In its Ute Beauty! In its report, The Climate Council argues that while the objective of reducing carbon emissions in transportation in Australia must be based on electric vehicles and utes over the long run, “this won’t happen overnight.” New laws are required in the interim to move Australians away from utes that emit high levels of pollution and to more efficient vehicles available on the market in the coming decade.
Rise of fuel-guzzling SUVs that cost Australians $13bn more annually, study finds.
The report is released amid the escalating demand for SUVs and dual-cab vehicles in Australia in the last decade, and has seen the country’s transport emissions increase. In contrast, other countries have reduced their emissions. Experts say that the available tax perks encourage the use of larger vehicles. Australians pay billions of dollars more to the browser annually to fuel these vehicles.
Dr Jennifer Rayner, the head of advocacy at the Climate Council, said, “while it’s true that electric vehicles and utes might not be accessible in the near future for everyone,” However, there is a need for an interim solution for the environmental impact.
“If people really need a ute for work today, there are much more efficient and cheaper-to-run utes out there than most Australians are buying,” Rayner stated.
“People who are looking to reduce their carbon footprint and fuel consumption can do it without awaiting the arrival of any breakthrough technology. There are cars on the market today.”
The report revealed that the two most popular utes in Australia, The Toyota Hilux, and the Ford Ranger, had been ranked among the top costly to operate and produce low emissions from the tailpipe. 2. emissions. Other popular uses, like the Toyota LandCruiser ones, are considerably worse.
However, the report also highlights specific models readily available that are efficient in fuel consumption, including models like the Mazda BT-50.
“If in the next five years everyone in the market for a ute bought the most efficient 2022 model, this would cut collective fuel bills by $210m over that period and avoid 436,600 tonnes of harmful CO 2 emissions being pumped into our atmosphere,” the report noted.

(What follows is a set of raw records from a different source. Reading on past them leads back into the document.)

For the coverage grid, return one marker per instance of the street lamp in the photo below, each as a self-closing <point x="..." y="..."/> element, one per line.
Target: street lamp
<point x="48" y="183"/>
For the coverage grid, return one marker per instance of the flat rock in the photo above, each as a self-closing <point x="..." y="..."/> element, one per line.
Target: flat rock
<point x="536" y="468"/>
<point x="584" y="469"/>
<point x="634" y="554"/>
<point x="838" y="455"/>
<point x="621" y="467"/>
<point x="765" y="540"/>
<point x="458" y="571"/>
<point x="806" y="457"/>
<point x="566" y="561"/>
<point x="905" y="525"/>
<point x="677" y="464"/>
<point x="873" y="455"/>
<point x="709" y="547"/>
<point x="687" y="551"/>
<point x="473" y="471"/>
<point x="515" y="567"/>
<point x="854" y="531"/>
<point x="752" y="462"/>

Rayner added that consumer choice will play a significant role in reducing the carbon footprint of Australia’s transportation industry in the future. Australians should only purchase larger vehicles and utes when they are required to.

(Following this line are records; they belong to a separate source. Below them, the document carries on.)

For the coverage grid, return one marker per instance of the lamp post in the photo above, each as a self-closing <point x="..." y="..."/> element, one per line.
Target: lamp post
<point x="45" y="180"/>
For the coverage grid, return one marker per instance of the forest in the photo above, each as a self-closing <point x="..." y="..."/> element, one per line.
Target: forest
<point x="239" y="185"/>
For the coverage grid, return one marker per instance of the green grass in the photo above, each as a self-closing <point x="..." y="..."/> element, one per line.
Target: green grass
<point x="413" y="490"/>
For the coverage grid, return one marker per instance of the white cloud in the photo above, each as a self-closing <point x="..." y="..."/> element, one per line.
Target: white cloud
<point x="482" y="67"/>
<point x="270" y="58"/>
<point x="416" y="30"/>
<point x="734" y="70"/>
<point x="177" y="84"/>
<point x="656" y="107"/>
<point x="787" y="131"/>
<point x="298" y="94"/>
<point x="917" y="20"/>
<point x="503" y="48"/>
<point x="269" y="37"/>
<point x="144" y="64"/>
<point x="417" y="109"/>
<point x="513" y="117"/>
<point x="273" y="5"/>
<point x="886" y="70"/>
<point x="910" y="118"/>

However, she pointed out that the demand for electric and effective vehicles within Australia is already very high; however, the absence of a government policy results in insufficient supply to meet the market’s needs in Australia.

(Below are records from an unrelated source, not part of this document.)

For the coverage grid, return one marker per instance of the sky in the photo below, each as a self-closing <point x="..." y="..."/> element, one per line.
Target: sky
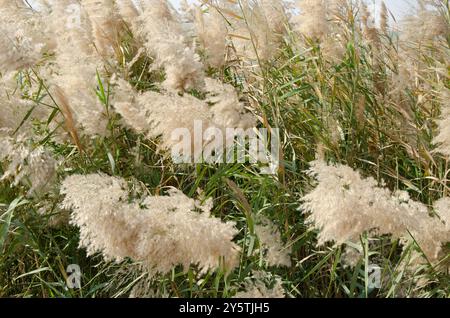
<point x="398" y="7"/>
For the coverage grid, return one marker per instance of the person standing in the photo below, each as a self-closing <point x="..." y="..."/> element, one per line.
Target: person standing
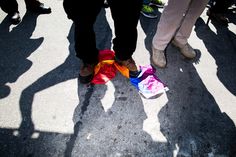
<point x="218" y="10"/>
<point x="124" y="43"/>
<point x="175" y="25"/>
<point x="11" y="8"/>
<point x="148" y="10"/>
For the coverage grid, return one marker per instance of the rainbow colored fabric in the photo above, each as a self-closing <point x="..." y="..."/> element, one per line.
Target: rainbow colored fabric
<point x="147" y="83"/>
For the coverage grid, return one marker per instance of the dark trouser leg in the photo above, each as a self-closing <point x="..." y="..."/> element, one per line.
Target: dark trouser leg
<point x="85" y="41"/>
<point x="9" y="6"/>
<point x="221" y="6"/>
<point x="125" y="26"/>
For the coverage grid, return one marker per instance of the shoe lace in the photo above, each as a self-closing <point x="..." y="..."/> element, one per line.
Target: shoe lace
<point x="158" y="2"/>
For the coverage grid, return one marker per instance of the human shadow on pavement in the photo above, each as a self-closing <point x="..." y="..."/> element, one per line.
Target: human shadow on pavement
<point x="222" y="47"/>
<point x="108" y="121"/>
<point x="66" y="71"/>
<point x="16" y="45"/>
<point x="191" y="120"/>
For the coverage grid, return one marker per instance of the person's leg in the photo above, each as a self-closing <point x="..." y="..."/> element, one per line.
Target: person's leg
<point x="196" y="8"/>
<point x="11" y="8"/>
<point x="218" y="10"/>
<point x="84" y="35"/>
<point x="147" y="10"/>
<point x="170" y="21"/>
<point x="125" y="26"/>
<point x="125" y="31"/>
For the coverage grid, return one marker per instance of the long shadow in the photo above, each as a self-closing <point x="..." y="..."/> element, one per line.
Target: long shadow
<point x="114" y="131"/>
<point x="15" y="46"/>
<point x="191" y="121"/>
<point x="222" y="47"/>
<point x="117" y="131"/>
<point x="66" y="71"/>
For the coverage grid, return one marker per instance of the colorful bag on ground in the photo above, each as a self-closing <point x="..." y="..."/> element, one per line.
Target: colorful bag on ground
<point x="147" y="83"/>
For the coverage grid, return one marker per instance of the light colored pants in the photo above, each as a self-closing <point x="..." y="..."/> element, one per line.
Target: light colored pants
<point x="177" y="21"/>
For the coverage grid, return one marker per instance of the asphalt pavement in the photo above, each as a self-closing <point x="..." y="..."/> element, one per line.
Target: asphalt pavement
<point x="46" y="112"/>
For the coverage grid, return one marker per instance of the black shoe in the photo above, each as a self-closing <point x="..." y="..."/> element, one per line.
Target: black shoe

Rayner suggests fuel efficiency standards as a solution. He notes how the EU, the US, and New Zealand have robust standardization.
The standards for fuel efficiency reduce car emissions by establishing an emission limit for a company’s total sales. Rayner said this motivates manufacturers to provide low- and emission vehicles to a nation and penalizes companies that fail to meet the standards.
“Right the moment, car manufacturers don’t have any incentive to introduce cleaner vehicles here, because they’ll aren’t getting incentives if they don’t move the cars to markets with standards. That’s why they’re taking their worst polluting vehicles to our marketplace,” Rayner said.
“Fuel-efficiency standards could put Australia ahead of the line for emission-free and low-emission vehicles.
“If we don’t make any policy interventions, we’re just going to keep getting the high emissions and high-polluting vehicles we currently are.”
Rayner has also mentioned the findings of a Federal Chamber of Automotive Industries study released this week that showed emissions from utes and large SUVs exceed the voluntary emission targets set by the body. The carbon emissions from large SUVs and light commercial vehicles, like utes, increased by 212.8 grams per mile in 2022 and far exceeded the industry’s goal of 189 grams.